Televizyona çıktılar, karşılıklı küfürler arasında, iç yüzlerini de kendi ağızlarıyla bize anlattılar.
Hem de kendi kendilerine yaptılar!
Yalçın Bayer Hürriyet'teki yazısında dün olayı şöyle özetliyordu:
‘‘Vesselam Çetinsaya ve Çelik beraber yiyip içtiler, sonunda pay edilecek bir şey kalmayınca kavga ettiler, sonra da geçmişte karşılıklı temizledikleri pislikleri namuslarına varıncaya kadar ortaya döktüler. Ortada ne etik, ne doğruluk, ne ahlak ve namus kaldı.
Bize de utanmak...’’
Eminönü eski Belediye Başkanı Ahmet Çetinsaya ile ‘‘gazeteci’’ Kadir Çelik arasında Kanal 6 televizyonunda 17 Ocak akşamı geçen tartışma programından Yalçın Bayer, gazetecilere de bir utanma payı çıkarıyor.
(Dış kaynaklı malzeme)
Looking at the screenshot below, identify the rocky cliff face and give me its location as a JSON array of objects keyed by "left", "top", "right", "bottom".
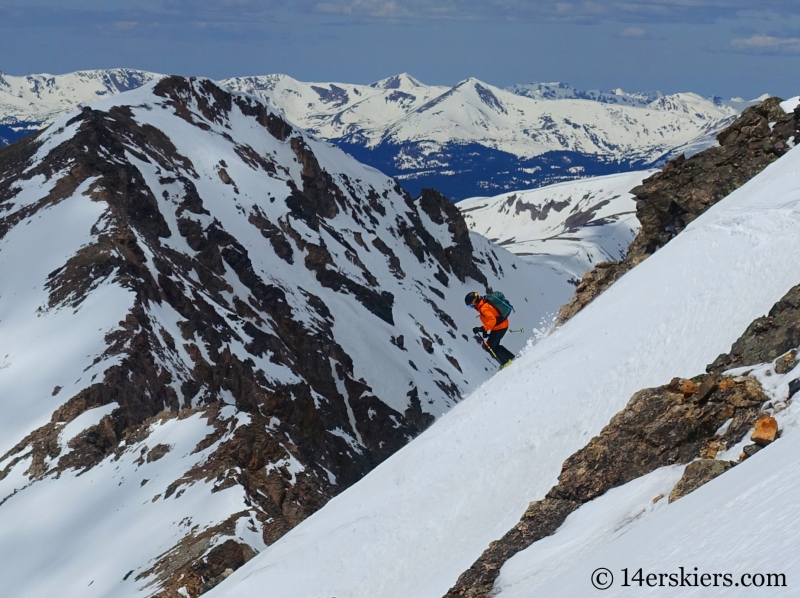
[
  {"left": 0, "top": 77, "right": 534, "bottom": 597},
  {"left": 446, "top": 287, "right": 800, "bottom": 598},
  {"left": 558, "top": 98, "right": 800, "bottom": 323}
]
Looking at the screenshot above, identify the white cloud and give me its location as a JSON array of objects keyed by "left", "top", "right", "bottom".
[
  {"left": 619, "top": 27, "right": 647, "bottom": 39},
  {"left": 316, "top": 0, "right": 413, "bottom": 18},
  {"left": 731, "top": 35, "right": 800, "bottom": 54}
]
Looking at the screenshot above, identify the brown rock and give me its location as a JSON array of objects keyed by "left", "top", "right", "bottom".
[
  {"left": 681, "top": 380, "right": 700, "bottom": 399},
  {"left": 750, "top": 415, "right": 778, "bottom": 446},
  {"left": 775, "top": 350, "right": 797, "bottom": 374},
  {"left": 717, "top": 378, "right": 736, "bottom": 391},
  {"left": 217, "top": 168, "right": 233, "bottom": 185},
  {"left": 669, "top": 459, "right": 736, "bottom": 502},
  {"left": 739, "top": 444, "right": 761, "bottom": 461}
]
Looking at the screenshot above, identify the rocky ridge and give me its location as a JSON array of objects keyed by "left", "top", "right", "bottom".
[
  {"left": 558, "top": 98, "right": 800, "bottom": 324},
  {"left": 0, "top": 77, "right": 552, "bottom": 598},
  {"left": 446, "top": 286, "right": 800, "bottom": 598}
]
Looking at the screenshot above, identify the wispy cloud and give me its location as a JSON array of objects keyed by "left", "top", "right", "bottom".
[
  {"left": 731, "top": 35, "right": 800, "bottom": 54},
  {"left": 315, "top": 0, "right": 415, "bottom": 18},
  {"left": 619, "top": 27, "right": 648, "bottom": 39}
]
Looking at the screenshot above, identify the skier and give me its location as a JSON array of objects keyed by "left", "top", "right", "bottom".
[{"left": 464, "top": 291, "right": 514, "bottom": 369}]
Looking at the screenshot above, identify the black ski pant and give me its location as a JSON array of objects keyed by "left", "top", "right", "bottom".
[{"left": 486, "top": 328, "right": 514, "bottom": 365}]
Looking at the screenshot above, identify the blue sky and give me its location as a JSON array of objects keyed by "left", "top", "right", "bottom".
[{"left": 0, "top": 0, "right": 800, "bottom": 98}]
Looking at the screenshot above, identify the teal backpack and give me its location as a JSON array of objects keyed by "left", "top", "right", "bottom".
[{"left": 483, "top": 291, "right": 514, "bottom": 323}]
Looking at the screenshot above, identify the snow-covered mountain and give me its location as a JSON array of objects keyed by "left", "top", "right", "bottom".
[
  {"left": 209, "top": 98, "right": 800, "bottom": 598},
  {"left": 457, "top": 170, "right": 657, "bottom": 281},
  {"left": 0, "top": 77, "right": 572, "bottom": 598},
  {"left": 0, "top": 69, "right": 161, "bottom": 146},
  {"left": 227, "top": 74, "right": 749, "bottom": 200},
  {"left": 0, "top": 69, "right": 752, "bottom": 200}
]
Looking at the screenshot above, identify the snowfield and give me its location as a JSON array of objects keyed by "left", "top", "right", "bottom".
[
  {"left": 209, "top": 144, "right": 800, "bottom": 598},
  {"left": 456, "top": 170, "right": 658, "bottom": 280}
]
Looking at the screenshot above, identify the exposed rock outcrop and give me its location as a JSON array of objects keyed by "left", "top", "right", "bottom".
[
  {"left": 446, "top": 374, "right": 767, "bottom": 598},
  {"left": 558, "top": 98, "right": 800, "bottom": 324},
  {"left": 446, "top": 287, "right": 800, "bottom": 598},
  {"left": 0, "top": 77, "right": 524, "bottom": 596}
]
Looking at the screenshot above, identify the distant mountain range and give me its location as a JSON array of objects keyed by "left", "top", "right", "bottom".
[{"left": 0, "top": 69, "right": 764, "bottom": 200}]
Şunu itiraf etmek gerekiyor:
Bu ‘‘gazeteci’’ ile bu ‘‘belediye başkanı’’ arasındaki ilişki ne ilk, ne de tek. İlk olan, ikisinin bu ilişkiyi kendi ağızlarından bize anlatması: Ben senin yemek paranı ödedim. Ama sen de tarihi bir kasrı kendi emellerine peşkeş çektin. Hayır asıl sen kaçak kat yaptın. Unutma ama sen de kaçak katlara vakfına gelir karşılığı izin vermiştin!
Benzersiz olan, ortaklığın kendisi değil, itiraf edilmesi.
Gazetecilerin ücretleri, en üst düzeydeki bir-iki yönetici hariç, İstanbul'un en şahane yerlerinde evler alacak, en lüks otomobillere sahip olacak kadar çok değildir.
Ama gazeteciler işleri gereği güç sahibidir ve bunu paraya çevirebilirler.
Rüşvet toplumda genel kural haline geldiğine göre, gazetecilerin bunun tamamen dışında kaldığını, parayla asla gözlerinin kamaşmadığını, sadece okurlarını düşündüklerini iddia etmek abes olur.
Bu yüzden Yalçın Bayer utanç duygusundan bahsetmekte haklı.
Utanmaz ‘‘gazetecilerle’’ mücadele etmek de utanan gazetecilere düşer.